Hannah Metaferia, Accademia
Honorable Mention
Still from video. Watch the full video here.
Mainstream media art that we see on the television, at the movie theatre, and on the internet has been traded for sultry, bedazzled, and heady images that indulge in our superficial desires.
But what happens when our taste for these ‘pretty pictures’ isn’t satisfied? That’s when entertainment reflects our lives.
Mainstream media does not challenge us, and instead trains us to register images with a juvenile rationale: to win or lose, to be tempted or be repelled, to fight or surrender, to laugh or cry.
I have filmed and edited Accademia as a dance-for-camera exercise that draws the reader in with its predictable love-triangle romance, which remains unsettled for the sake of extending the viewer some freedom of thought in its conclusion. In practice, it feeds the viewer that sexual attraction that is told through dance, and needs no patience to be drawn in. However, my ending challenges the viewers to insert their own emotions into the three characters. It allows the viewer to think more deeply about the choreography and character's motivations and flaws, and maybe even rewatch the film.

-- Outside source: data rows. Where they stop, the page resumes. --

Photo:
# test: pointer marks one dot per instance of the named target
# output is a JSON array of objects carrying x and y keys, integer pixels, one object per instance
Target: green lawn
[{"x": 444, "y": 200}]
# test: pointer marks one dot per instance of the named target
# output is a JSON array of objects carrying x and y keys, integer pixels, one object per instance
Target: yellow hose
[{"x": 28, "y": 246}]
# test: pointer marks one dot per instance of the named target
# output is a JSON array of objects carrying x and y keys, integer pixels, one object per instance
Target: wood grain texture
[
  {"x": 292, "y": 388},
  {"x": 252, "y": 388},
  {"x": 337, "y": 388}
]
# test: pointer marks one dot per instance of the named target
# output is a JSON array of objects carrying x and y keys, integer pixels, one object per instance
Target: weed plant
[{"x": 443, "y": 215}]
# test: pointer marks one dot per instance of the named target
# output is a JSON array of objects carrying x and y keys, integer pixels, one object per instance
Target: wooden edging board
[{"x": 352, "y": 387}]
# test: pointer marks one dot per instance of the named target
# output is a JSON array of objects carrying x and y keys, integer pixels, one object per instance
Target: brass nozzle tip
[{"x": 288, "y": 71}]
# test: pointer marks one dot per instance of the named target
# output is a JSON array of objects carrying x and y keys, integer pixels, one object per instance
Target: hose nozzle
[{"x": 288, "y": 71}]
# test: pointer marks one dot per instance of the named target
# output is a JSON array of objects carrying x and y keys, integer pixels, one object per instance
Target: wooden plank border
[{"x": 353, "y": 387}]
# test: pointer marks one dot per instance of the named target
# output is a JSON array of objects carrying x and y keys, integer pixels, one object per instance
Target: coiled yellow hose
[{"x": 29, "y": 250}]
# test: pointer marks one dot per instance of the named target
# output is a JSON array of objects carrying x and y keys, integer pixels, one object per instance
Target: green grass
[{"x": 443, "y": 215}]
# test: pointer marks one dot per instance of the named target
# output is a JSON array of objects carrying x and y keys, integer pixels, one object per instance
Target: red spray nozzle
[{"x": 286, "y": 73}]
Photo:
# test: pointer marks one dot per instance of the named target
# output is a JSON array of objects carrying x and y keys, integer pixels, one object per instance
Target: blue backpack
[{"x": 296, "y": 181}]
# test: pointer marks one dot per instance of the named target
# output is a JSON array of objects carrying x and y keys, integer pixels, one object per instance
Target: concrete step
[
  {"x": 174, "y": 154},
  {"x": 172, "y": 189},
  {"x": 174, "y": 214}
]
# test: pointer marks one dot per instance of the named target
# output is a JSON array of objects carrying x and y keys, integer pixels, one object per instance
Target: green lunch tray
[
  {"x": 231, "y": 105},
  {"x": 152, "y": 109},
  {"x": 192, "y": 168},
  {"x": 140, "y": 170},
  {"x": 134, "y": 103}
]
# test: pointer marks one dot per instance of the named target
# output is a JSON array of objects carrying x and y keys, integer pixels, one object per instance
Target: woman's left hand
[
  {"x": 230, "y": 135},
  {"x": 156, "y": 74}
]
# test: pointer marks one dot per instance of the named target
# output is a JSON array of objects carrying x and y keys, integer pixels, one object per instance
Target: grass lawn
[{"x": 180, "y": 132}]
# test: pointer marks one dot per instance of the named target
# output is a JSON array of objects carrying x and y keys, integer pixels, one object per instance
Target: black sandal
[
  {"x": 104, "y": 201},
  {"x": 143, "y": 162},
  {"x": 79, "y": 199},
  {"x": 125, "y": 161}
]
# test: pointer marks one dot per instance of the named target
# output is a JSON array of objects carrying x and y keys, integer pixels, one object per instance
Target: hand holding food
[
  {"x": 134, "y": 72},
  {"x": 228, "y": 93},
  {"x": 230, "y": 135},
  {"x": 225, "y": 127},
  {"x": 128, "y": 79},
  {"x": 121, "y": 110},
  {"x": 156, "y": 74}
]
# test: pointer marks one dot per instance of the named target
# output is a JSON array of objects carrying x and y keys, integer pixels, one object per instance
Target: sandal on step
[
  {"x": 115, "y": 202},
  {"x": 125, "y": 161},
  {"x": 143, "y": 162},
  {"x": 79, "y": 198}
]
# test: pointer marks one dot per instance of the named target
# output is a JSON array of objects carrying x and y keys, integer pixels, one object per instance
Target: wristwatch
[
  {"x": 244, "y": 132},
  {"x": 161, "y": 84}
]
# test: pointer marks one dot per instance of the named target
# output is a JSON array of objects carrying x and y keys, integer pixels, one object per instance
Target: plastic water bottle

Good motion pictures are a conversation between the film and the viewer, and good art is meant to be interpreted individually. The mass-media has denounced that by spoon-feeding dramatic and bedazzled notions of what life should be like rather than showing what it is.
…So why do we settle for sugary television shows, blockbuster films, and hit songs? Because it’s accessible and undiplomatic.
This short film captures a sultry, double pas de deux—with an unresolved ending—for the viewer to think deeply about what Accademia means through the lens of their own experiences.